# 7d+17-55 and 5d+70-200: does-it make any sense ?



## kimloris (Mar 12, 2012)

Hi,

I have a 7d with several lenses including a 17-55mm 2.8 and a 70-200mm 2.8 II.
I pre-ordered the 5d3 but I will keep my 7d as a back-up.

I was thinking of having the FF with a standard zoom (24-70mm or 24-105mm) along with the crop 7d with the telephoto 70-200 for the extra reach.

With the "high" price of the 5D3, I ordered the body only instead of the kit.

Does-it make any sense to keep the 17-55mm on my 7d and put the 70-200 on the 5D3 ?
Or should I just wait and order the 5D3+24-105 kit when I can afford it?

EDIT: a third option would be to go with the 5D3 body only now and start saving for the 24-70mm 2.8 II


----------



## distant.star (Mar 12, 2012)

Since I have no idea what kind of pictures you make, I can't offer any real advice.

What I would do is get a cheap 50mm f/1.8 to slap on the 5D3 and use either that or the 70-200 while keeping the 17-55 on the 7D most of the time.

That will give you time to decide/evaluate/save while you figure out the next move.


----------



## ksuweh (Mar 12, 2012)

I would say that it doesn't make much sense to have two lenses that cover the same focal length.
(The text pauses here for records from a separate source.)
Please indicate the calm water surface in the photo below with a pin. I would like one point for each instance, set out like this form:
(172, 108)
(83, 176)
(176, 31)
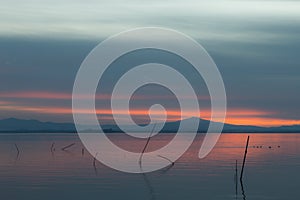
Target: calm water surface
(272, 170)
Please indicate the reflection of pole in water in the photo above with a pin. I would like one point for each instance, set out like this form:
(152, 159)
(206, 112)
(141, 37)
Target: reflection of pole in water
(246, 150)
(149, 186)
(148, 140)
(236, 179)
(94, 164)
(18, 151)
(242, 188)
(68, 146)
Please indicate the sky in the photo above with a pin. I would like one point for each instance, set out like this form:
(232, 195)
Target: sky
(255, 45)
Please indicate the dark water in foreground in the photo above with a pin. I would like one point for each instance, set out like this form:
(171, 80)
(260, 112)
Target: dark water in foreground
(270, 173)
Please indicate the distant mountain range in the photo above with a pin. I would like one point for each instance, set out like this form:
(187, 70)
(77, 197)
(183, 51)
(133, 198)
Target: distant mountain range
(13, 125)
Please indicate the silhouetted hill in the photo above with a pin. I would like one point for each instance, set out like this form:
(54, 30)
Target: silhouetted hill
(19, 125)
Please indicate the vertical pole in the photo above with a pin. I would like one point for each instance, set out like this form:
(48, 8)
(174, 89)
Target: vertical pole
(246, 150)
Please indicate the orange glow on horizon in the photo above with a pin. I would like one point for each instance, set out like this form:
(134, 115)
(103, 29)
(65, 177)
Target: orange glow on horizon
(234, 116)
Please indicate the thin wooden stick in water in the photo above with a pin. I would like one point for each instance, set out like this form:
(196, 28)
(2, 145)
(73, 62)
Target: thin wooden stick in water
(18, 152)
(52, 146)
(236, 178)
(244, 160)
(148, 140)
(68, 146)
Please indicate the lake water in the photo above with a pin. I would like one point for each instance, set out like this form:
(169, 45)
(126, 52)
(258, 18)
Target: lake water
(272, 170)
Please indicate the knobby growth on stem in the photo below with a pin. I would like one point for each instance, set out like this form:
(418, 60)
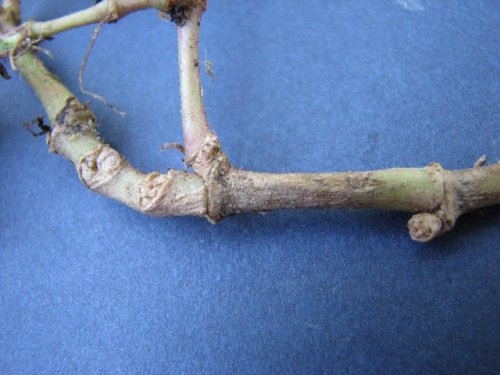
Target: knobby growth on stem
(215, 189)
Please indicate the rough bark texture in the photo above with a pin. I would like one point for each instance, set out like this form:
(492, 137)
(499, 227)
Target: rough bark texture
(216, 189)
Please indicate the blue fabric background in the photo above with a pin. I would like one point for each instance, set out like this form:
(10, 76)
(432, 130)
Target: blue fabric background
(90, 286)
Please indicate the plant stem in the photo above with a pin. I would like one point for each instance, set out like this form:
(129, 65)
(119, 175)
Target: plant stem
(217, 189)
(194, 123)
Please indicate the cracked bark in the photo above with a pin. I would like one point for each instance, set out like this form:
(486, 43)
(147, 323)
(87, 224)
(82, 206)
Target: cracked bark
(216, 189)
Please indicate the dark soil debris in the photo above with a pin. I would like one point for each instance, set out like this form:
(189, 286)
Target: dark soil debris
(179, 13)
(38, 122)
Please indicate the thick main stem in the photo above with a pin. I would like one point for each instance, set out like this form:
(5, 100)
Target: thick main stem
(216, 189)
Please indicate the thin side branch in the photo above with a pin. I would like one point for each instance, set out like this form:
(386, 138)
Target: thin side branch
(217, 189)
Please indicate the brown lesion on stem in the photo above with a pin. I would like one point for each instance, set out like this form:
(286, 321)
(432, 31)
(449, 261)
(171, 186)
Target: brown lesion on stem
(216, 189)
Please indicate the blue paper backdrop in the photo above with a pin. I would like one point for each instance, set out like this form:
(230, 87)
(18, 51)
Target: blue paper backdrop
(90, 286)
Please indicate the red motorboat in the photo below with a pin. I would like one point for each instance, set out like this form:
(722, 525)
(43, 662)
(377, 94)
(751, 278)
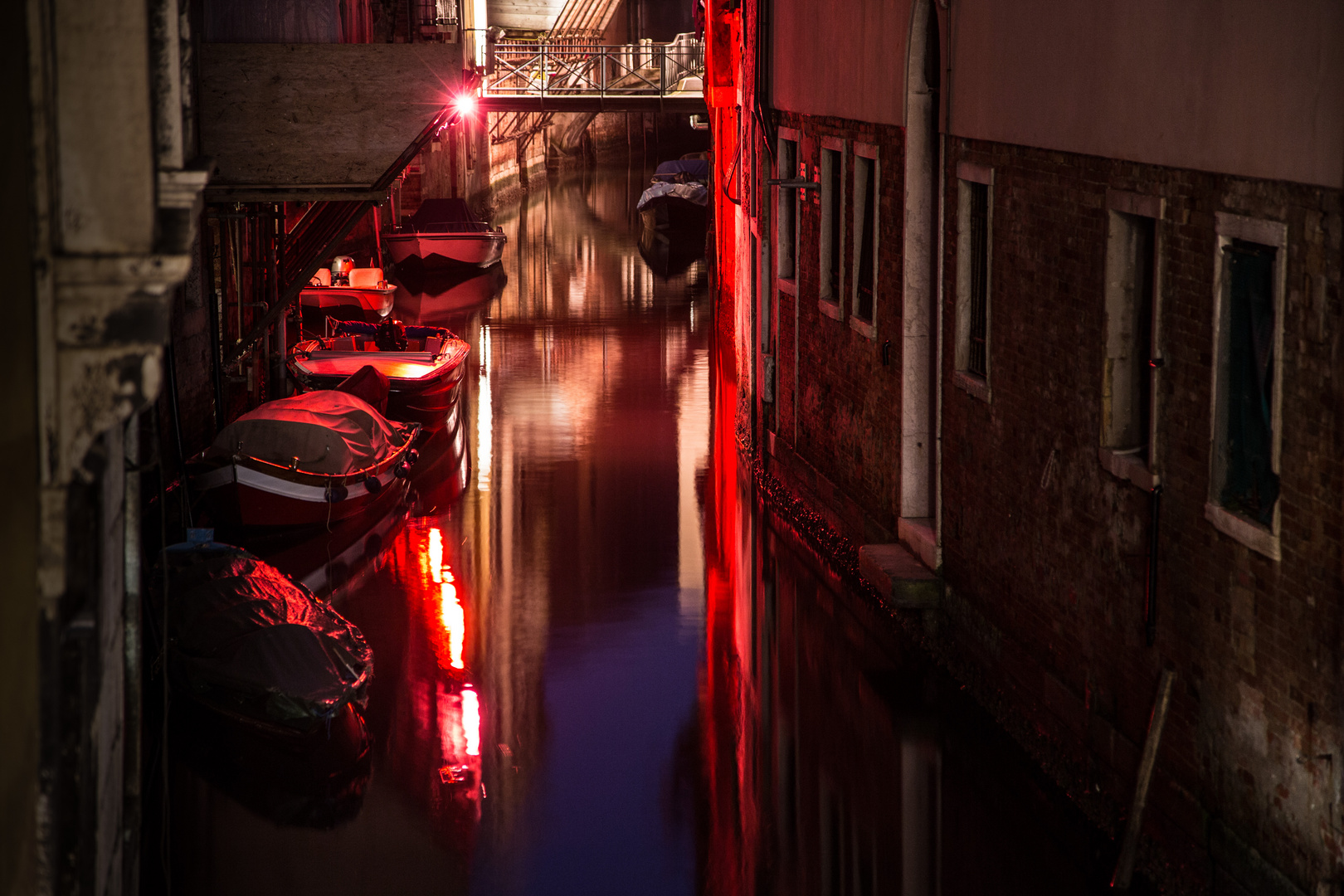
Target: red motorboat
(346, 292)
(422, 364)
(307, 460)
My suggestion would be to sell the 17-55 & buy the 5DIII kit or the body & the 24-70I or II.

I am basically in your shoes. I have a 7D, 17-55 & a 70-200 II. Eventually, I want a FF either a 5DIII or maybe even a 1DX. I have thought about keeping the trusty 7D as a backup body, but for me it doesn't make much sense to have two different sensor sizes. I don't want to have to have two sets of lenses to cover the same 35mm focal length equivalent. 

Just my two cents.


----------



## kimloris (Mar 12, 2012)

Thanks for the replies.

It is true that it does not make sense to cover the same focal range with two different sensor sizes. This is why I initially thought of buying a FF with 24-105 + keeping my 7d with 70-200mm (equivalent 112-320mm) and having and overall 24-320mm (with a gap 105-112mm) and not having to change lenses (takes some time and risk of having dust on sensor). I would sell my 17-55mm of course.
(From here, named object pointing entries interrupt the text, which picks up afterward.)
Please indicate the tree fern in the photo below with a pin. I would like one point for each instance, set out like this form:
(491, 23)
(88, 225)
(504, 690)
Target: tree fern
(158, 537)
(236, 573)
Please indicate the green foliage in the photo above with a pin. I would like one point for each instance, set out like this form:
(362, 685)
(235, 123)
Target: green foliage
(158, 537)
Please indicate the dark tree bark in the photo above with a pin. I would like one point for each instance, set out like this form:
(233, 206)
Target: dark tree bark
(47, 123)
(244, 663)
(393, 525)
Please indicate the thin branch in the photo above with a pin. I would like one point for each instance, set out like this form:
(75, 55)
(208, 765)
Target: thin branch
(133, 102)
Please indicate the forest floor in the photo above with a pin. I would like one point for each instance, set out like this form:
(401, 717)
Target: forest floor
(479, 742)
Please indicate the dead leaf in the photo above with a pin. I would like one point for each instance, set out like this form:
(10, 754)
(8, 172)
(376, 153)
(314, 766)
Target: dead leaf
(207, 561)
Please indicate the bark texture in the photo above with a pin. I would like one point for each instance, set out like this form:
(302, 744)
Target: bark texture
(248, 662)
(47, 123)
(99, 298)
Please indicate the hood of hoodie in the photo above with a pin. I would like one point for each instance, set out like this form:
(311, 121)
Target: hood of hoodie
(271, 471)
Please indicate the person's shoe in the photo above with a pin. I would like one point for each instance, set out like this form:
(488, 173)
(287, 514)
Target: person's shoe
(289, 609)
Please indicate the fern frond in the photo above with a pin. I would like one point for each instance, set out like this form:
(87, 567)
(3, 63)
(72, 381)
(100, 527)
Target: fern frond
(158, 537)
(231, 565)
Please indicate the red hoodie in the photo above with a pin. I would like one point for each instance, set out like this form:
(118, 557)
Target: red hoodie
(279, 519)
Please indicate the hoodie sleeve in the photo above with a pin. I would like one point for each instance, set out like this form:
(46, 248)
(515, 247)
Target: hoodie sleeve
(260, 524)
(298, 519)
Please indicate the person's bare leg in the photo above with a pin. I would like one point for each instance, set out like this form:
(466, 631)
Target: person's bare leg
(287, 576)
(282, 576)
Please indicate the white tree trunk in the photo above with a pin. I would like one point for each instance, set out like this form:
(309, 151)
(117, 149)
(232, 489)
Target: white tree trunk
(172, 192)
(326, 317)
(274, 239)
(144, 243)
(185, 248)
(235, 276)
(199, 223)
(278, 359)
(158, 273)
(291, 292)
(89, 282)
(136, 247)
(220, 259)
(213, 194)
The price of the 5D3 suprised me and I just cannot afford the kit. 
EDIT: I could buy the kit with my credit card and cancel the body only order BUT I would lose my pre-order position in the B&H waiting list and I am really impatient to test the new camera. END EDIT

Therefore I was wondering if it would be satisfying to have the 7d with 17-55mm (equivalent 27-88mm) and the 5D3 with 70-200mm which would be an overall 27-200mm covered (with no gap)

Besides the fact that the overall focal range is shorter with the last option, I read people saying that FF makes more sense for wide focal range but I also read that some people "rediscovered" their 70-200mm with FF.
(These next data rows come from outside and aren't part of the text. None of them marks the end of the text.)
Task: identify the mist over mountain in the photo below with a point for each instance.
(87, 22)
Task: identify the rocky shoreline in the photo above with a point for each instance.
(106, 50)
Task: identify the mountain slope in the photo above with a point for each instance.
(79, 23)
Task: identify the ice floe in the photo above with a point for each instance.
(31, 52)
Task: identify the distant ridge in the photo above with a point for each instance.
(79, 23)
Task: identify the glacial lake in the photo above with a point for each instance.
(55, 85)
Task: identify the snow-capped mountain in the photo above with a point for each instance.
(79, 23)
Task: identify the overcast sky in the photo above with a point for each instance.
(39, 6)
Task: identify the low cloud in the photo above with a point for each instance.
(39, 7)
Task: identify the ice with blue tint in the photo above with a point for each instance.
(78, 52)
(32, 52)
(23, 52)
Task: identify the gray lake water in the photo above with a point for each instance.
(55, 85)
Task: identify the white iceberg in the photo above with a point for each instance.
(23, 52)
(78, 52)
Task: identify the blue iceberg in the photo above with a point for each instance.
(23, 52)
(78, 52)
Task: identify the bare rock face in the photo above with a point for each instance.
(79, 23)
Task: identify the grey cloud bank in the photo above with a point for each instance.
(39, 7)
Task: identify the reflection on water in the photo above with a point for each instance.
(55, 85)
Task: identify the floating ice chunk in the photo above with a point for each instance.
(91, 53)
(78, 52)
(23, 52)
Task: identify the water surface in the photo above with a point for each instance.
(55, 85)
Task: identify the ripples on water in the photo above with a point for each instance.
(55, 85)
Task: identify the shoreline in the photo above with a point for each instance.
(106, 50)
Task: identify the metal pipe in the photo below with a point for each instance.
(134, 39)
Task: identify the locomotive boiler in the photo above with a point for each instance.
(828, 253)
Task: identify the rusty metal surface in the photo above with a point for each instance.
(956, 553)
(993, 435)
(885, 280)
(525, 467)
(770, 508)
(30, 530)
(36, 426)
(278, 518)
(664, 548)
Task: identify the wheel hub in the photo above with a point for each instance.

I like distant.star's idea of buying a 50mm prime and see if I am happy with this setting.

I could also just wait and save to buy a 24-105 later but the kit allows to save almost $300.


----------



## ksuweh (Mar 12, 2012)

It kinda sounds like you made up your mind already if you have the 5DIII on pre-order. Just keep your pre-order position. If you don't then I think you would beat yourself up about it.

Do you really need a backup body?? Would a 1.4x teleconverter work for you instead? It would be a cheaper option of getting the extra reach.


----------



## MrBeavis5 (Mar 12, 2012)

I'm kinda in the same boat as you, I have a 50D, 10-22, 17-55, 28-135 (50D kit lens), and 70-200, and I want to make the jump to FF with a 5DIII.

I thought about the same thing... using the 17-55 on the 50D and 70-200 on the 5DIII would be a cool dual-camera setup. But I also think that once I get used to the 5D autofocus and handling my 50D is just going to become an expensive paperweight. Thats where my boat is different from your boat. If my 50D was a 7D, I would be on the fence just like you. LOL.

If I got the 5DIII body only and wanted to use a lower focal length I would have to use the 28-135 kit lens that came with my 50D until I could afford to get a better lens. I have read many people say the 24-105 is a great walk-around lens for a FF camera, so I thought it was a no brainer to drop the extra $800 and get a brand new 24-105 at the same time.


----------



## AJ (Mar 12, 2012)

kimloris said:


> Does-it make any sense to keep the 17-55mm on my 7d and put the 70-200 on the 5D3 ?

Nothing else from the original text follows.